From everything credible Virginia had seen and all the data she’d collected, it seemed clear that Molly Ross and her people had never done anything but fight for their country by seeking the truth, albeit at times with tactics that bordered on the unlawful. In a way she’d taken up the role that the traditional press had long since sold out and forsaken. She’d made some very powerful enemies as a result, all the way to the top.

And the family that had lived in this place, the Merricks, they’d been known as pillars of their community until the recent smears against them had begun. Their only crime had apparently been material support of a legitimately patriotic cause that was dangerous and unpopular in the current climate.

And Noah Gardner was a good young man who’d never had a direction—he’d been a fellow bystander—and had finally found himself only when he’d gotten caught in the middle of a battle he was only now beginning to understand.

Those people were on one side of the war. And then there was the other.
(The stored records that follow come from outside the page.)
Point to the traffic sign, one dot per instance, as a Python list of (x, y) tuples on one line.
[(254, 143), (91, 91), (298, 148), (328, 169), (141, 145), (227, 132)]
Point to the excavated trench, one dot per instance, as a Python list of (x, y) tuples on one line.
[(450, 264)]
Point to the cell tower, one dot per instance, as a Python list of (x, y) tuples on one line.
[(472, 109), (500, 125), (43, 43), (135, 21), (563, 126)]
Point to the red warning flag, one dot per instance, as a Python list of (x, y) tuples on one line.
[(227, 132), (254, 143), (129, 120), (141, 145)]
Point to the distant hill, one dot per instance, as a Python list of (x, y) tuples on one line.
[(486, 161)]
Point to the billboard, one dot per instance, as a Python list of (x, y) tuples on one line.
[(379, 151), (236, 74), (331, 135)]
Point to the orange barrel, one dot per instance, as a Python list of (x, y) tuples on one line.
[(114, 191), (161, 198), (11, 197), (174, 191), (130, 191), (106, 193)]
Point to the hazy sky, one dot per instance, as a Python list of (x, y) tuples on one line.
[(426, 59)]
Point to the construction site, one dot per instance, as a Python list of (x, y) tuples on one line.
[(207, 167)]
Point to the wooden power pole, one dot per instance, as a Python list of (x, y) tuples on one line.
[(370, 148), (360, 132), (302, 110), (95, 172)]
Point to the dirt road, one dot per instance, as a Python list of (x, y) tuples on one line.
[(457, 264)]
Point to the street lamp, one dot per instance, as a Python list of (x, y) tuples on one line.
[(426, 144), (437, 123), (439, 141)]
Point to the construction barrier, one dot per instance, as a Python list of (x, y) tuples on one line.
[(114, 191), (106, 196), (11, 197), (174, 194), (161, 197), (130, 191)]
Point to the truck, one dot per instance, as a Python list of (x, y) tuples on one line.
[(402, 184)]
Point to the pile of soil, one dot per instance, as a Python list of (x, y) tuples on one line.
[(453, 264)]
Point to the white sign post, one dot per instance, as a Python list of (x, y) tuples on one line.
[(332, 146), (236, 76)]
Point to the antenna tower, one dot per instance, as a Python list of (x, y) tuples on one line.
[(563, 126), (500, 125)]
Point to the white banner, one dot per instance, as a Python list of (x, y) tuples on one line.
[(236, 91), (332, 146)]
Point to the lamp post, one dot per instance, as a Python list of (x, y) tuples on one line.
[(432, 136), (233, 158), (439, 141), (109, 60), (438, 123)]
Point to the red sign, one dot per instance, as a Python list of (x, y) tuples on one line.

George Pierce and his men obviously needed no further condemnation; their heinous vision of the future was crystal clear. But despite his FBI nickname, Pierce was no real general. He was only a puppet at best, one of many, and someone else was up there above him, funding, supporting, and pulling the strings. It was obvious to her now that Warren Landers must be a player behind the recently orchestrated turmoil, but he wasn’t at the top, either.

Arthur Gardner, Landers’s employer, had actually been Virginia’s original contact in this matter. If Gardner was the ringmaster of this whole thing then why would he bring her in? He must have known that, given her reputation, she might uncover the truth. Was that what he’d wanted? Could it be that he’d come face-to-face with the same decision she was now facing, and that he’d made a bold choice of his own?

Thom Hollis was still the only wild card in her mind. With so much deception at work she still wasn’t sure of who or what he really was.

And that was that; she made her decision right then. For better or worse, Virginia Ward had finally acknowledged the war and chosen her side.

She motioned for the fellow in charge to come nearer.

“What have you got?” he asked.

“Those two fugitives,” she said, “Molly Ross and Thom Hollis?”

“Yeah.”

Virginia did her best to never tell a lie, but in her line of work, sometimes there was simply no sound alternative.

“In my opinion this is them, right here,” she said, handing him her card. “Congratulations, your air strike killed them both. The next time you report in you’d better tell that to your boss, on my authority.”

•   •   •

Virginia hadn’t been completely clear on her next steps, but when she returned to her car and checked her mail there was some shocking news that told her exactly where she needed to go.

Arthur Gardner was dead.

A private memorial gathering had been scheduled on the grounds of a highly exclusive club on the West Coast. It was set for the following day. The late Mr. Gardner’s son would of course be in attendance, as might other players as yet unseen. And if Molly Ross was still alive and on the run again—and if she was planning something like what Virginia was beginning to believe she was—then she might see this development as an opportunity to get in touch with Noah, and maybe to pull him into her service once again.

Virginia opened up a browser on her tablet and quickly made reservations for the next available flight to Sonoma County Airport, just a few miles east of the funeral’s strange location.